This surgery is derived from the cryosurgical detachment operation of Lincoff, introduced in 1965 [16], which brought about two major changes: (1) the change from intraocular to extraocular surgery, since drainage of subretinal fluid was omitted and (2) the change from a surgery of the detachment to a surgery of the retinal break. The retinal break represented the only issue of the new surgery.

In subsequent years, the preconditions for this specific break surgery were further improved by better fundus examination techniques: binocular indirect ophthalmoscopy, as developed by Schepens, biomicroscopy, as introduced by Goldmann, development of various direct and indirect contact lenses, the 4 Rules for finding the primary break [19,20], and the subsequent 4 Rules for finding a missed break in an eye requiring reoperation [21, 22]. Today, these 8 Rules represent essential guidelines for the detection of the leaking break in a detachment, which is the precondition for surgery limited to the area of the break. By performing this kind of a minimal extraocular surgery, the time required for a retinal detachment operation became dramatically reduced; however, the time needed for preoperative study increased.

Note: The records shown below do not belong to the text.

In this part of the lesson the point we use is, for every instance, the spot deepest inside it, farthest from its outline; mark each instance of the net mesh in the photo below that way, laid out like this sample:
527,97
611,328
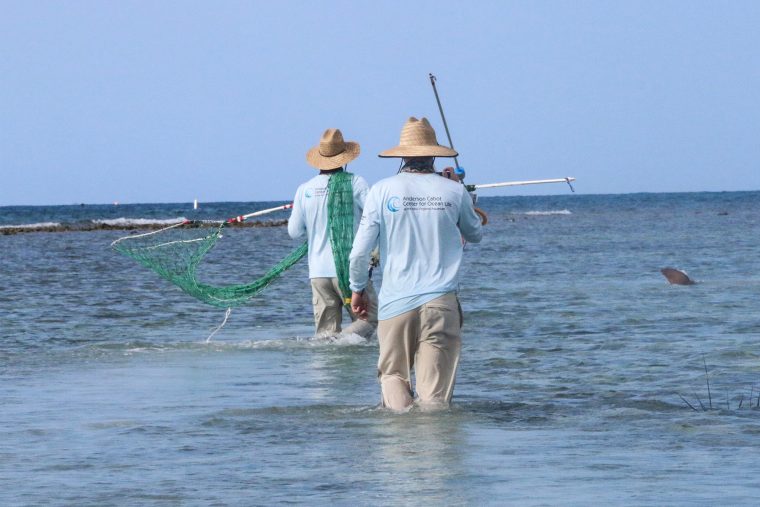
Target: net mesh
175,252
340,206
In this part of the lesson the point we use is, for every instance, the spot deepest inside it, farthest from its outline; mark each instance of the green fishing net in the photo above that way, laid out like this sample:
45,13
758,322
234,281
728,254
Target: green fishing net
176,251
340,208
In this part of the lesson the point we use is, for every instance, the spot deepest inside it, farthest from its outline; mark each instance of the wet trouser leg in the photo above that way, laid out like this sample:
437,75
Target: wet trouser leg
328,308
427,339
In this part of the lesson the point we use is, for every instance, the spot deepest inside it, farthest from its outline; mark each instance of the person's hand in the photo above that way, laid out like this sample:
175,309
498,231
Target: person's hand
450,174
359,304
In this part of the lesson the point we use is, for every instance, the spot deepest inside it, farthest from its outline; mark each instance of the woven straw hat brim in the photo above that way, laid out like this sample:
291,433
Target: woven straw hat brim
418,151
319,161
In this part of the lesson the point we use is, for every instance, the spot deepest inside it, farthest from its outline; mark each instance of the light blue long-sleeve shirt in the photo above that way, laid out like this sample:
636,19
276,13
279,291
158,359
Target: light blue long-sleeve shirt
309,218
418,221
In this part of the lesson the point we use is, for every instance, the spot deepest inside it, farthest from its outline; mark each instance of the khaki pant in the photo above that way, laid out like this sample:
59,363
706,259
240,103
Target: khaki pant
427,339
328,309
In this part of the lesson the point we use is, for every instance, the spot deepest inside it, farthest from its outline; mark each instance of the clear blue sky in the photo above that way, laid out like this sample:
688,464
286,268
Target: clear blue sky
170,101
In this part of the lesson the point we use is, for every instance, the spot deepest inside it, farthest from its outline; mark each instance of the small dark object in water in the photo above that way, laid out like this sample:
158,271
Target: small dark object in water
676,276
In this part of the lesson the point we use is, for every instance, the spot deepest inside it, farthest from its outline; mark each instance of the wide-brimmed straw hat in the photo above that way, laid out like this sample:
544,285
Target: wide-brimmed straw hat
332,151
418,140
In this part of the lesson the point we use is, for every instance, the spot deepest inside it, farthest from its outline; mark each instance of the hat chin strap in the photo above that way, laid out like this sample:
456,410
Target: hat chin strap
332,171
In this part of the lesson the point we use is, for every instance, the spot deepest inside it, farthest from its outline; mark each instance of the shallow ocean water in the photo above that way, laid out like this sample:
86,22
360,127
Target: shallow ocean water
576,356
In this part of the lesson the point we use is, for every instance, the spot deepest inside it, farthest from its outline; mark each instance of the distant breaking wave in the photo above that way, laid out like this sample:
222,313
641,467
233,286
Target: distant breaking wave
544,213
130,222
126,224
41,225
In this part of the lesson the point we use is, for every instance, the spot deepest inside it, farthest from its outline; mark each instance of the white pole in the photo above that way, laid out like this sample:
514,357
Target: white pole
518,183
261,212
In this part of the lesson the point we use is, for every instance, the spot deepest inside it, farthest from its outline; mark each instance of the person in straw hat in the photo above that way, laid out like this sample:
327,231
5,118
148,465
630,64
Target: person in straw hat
418,219
309,218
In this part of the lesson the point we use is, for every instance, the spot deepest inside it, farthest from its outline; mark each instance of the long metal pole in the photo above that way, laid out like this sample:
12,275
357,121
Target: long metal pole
443,117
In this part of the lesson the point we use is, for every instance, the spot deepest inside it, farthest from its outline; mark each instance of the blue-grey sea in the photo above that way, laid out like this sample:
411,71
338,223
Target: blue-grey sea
579,366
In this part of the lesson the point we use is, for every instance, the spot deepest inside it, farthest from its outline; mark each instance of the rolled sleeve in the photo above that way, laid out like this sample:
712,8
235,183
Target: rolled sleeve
469,221
364,241
296,223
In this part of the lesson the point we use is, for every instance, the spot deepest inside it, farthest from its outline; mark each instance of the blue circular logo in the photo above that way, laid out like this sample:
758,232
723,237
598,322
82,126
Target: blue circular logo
393,204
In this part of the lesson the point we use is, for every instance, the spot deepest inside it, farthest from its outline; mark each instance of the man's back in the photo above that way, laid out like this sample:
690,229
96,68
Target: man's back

If retinal attachment did not result within days following surgery, the logical questions had to be: (1) Has a break been overlooked? (2) Is the break that was buckled still leaking due to an inadequate tamponade? Both causes of failure are iatrogenic. Thus, one can understand why an operation that would provide retinal attachment on the table and additional prophylaxis for overlooked breaks by encircling might be preferred by some surgeons.